On the Formation of Continental Polar Air

Abstract

This research investigates the transformation of maritime polar air into continental polar air in the Arctic during winter. The evolution of the vertical profiles of temperature and humidity is simulated using a one-dimensional model. The following physical processes are examined 1) surface enthalpy flux; 2) infrared radiative cooling due to emission by CO2, water vapor, water droplets, and ice crystals; 3) gravitational setting of the condensed water, 4) turbulent mixing, and 5) subsidence. The modeled formation of continental polar air is dominated by the radiative cooling due to emission by ice crystals and water droplets. The model reproduces the formation of low-level clouds that are frequently observed in these cold air masses, and also the phenomenon of ?cloudless? ice crystal precipitation. The model requires two weeks for the formation of fully-developed continental polar air, although after only four days of cooling the air has acquired most of the air mass properties.

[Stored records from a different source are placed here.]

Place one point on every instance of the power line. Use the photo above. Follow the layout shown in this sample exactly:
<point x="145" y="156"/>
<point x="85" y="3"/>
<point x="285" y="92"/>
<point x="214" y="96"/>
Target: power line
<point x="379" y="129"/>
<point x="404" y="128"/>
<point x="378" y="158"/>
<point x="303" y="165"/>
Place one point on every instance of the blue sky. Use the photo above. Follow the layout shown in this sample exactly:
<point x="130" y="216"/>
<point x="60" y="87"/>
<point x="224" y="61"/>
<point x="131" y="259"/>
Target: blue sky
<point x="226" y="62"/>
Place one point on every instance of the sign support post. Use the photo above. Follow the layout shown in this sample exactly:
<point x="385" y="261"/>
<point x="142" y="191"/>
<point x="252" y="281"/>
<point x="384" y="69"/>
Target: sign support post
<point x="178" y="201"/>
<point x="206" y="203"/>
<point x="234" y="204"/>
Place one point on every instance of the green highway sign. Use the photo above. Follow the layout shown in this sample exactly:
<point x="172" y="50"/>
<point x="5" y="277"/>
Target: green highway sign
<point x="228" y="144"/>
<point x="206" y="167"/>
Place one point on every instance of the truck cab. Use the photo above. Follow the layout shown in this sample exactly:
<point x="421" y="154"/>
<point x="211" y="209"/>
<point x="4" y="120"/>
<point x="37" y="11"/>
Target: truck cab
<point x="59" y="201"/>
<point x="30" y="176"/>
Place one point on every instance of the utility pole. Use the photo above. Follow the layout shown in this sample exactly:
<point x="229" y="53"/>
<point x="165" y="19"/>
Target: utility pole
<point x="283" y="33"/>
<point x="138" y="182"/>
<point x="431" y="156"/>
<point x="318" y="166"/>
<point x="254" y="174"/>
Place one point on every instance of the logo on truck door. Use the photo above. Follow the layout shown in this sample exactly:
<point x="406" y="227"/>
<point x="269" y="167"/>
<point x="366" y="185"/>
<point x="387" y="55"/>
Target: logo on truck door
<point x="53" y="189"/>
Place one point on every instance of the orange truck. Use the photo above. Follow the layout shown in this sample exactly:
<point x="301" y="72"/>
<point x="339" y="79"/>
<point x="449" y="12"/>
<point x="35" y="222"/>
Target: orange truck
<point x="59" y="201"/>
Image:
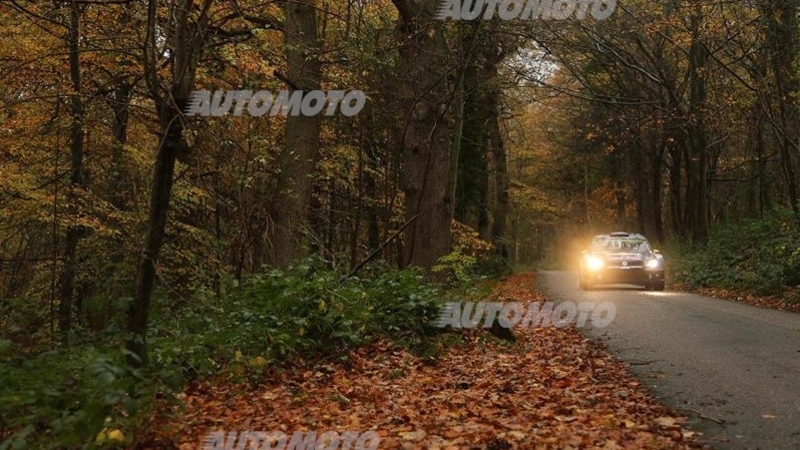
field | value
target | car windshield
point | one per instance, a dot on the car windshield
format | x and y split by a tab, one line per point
614	244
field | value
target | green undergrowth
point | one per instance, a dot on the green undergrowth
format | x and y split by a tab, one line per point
85	396
754	256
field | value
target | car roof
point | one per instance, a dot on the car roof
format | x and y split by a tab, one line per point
620	234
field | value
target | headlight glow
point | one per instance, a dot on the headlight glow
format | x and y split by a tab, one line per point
594	263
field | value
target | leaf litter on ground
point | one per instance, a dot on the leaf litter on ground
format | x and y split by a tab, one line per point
552	389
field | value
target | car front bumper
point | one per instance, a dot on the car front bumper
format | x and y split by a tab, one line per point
633	275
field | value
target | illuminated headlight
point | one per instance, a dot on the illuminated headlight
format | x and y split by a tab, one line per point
594	263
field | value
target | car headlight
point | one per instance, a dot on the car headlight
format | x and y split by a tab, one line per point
594	263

The rate of cooling is shown to be very sensitive to the amount of condensed water in the atmosphere. Condensate is produced in the model primarily by radiative cooling, and is depleted from the atmosphere primarily by gravitational settling. Gravitational settling of the condensate significantly increase the amount of radiative cooling by decreasing the opacity of the condensate. Subsidence modifies the formation of continental polar air by reducing the supply of moisture for condensation, thus influencing the radiative cooling.